Many on Capitol Hill touted the Affordable Care Act (ACA) as a way to effectively solve the American health care crisis; just as many decried it as ineffective, inordinately complex legislation. However, sweeping political arguments don't improve small businesses' bottom line. Instead, it's worth examining the specific risks of Affordable Care Act policies and how small businesses can mitigate their impact.
While large enterprises are often able to self-insure and meet ACA standards, most small businesses must turn to outsourced providers, as noted by the National Center for Policy Analysis. With a wide variation in plan offerings and costs, it's critical for companies to evaluate prospective providers. First, ask for a detailed breakdown of costs — not just for the first year but for subsequent years under multiple scenarios. Some providers use a flat-rate increase model per year, while others operate based on claims processed or introduce other metrics to determine the total price. Due to recent and significant changes in health care legislation, it's also critical to determine that a potential provider meets all compliance and regulatory standards. Work with a trusted adviser to ensure your choices meet minimum requirements and provide competitive benefits to your employees.
Fewer Hours to Go Around
Workers' hours may be another concern for employers required to provide health benefits, according to the Society for Human Resources Management (SHRM). SHRM's report states that "14 percent of HR professionals said their organizations had already reduced part-time hours, and an additional 6 percent said they plan to do so, as a result of the ACA employer mandate." By reducing part-time hours, the organizations risk not having enough staff to perform the vital functions of the business. The report goes on to say, however, that, for most organizations, full-time hours will not be affected.
Less for More
When changing providers to meet ACA requirements, small business owners might discover a double-edged sword: increased monthly costs for employees coupled with service reductions. One aspect of the ACA is risk adjustment, which redistributes premiums paid by healthy members to sicker members on their roster to help avoid denial of coverage for those with preexisting conditions, according to the Boston Business Journal. Many insurers now charge more to make up lost ground and offer fewer services to keep internal costs down. As a result, companies must be prepared to invest time and money to find a plan both approved by the ACA and well-received by employees.
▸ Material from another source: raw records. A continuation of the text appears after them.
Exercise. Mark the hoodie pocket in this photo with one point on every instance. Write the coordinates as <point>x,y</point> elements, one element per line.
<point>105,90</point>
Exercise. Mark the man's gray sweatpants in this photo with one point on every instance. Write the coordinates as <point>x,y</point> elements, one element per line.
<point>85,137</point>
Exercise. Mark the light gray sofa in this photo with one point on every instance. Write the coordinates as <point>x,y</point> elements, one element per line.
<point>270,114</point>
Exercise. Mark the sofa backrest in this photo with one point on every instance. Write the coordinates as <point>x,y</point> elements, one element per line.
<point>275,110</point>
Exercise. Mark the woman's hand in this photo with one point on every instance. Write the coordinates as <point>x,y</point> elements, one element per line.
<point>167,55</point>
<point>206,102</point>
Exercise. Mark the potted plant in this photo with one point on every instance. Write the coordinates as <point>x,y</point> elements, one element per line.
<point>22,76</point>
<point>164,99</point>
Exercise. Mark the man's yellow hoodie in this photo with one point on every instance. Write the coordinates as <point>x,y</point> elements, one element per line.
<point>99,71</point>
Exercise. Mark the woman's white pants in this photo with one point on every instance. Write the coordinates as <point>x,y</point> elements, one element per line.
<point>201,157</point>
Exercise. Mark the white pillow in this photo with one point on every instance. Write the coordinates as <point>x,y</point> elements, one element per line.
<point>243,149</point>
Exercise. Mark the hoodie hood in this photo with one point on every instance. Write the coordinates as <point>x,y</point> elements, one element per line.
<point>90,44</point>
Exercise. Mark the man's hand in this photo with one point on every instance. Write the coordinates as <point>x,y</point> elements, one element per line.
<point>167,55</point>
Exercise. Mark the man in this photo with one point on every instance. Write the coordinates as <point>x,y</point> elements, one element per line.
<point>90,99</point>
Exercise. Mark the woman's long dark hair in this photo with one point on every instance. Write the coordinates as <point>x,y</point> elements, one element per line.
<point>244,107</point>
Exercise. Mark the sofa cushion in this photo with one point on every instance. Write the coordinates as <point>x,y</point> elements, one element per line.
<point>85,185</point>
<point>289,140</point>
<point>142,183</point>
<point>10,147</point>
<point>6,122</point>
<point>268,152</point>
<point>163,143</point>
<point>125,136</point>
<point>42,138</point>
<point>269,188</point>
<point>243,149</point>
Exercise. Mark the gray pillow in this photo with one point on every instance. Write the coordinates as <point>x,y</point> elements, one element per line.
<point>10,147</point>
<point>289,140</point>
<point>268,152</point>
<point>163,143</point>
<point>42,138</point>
Companies with fewer than 50 employees may not be required to provide ACA benefits but, in the past, some have chosen to assist employees by reimbursing employees for part or all of their premiums each month. However, according to SHRM, the IRS has made it clear that such contributions could result in fines of up to $100 per day, or $36,500 per year per employee subsidized — even if companies aren't required by law to provide health care benefits. The rationale behind this regulation is that by offering reimbursement, also known as employer payment plans, employers are essentially creating "group health plans" that must, therefore, comply with ACA-mandated coverage requirements. Noncompliance could trigger the fine, but as SHRM notes, employers who want to help employees pay for coverage can simply increase salaries without directing the employee as to how the increase should be used.
Along with worries over the future of American health care, small businesses face unique risks of Affordable Care Act policies. Knowledge and preparation, however, can help companies address these issues.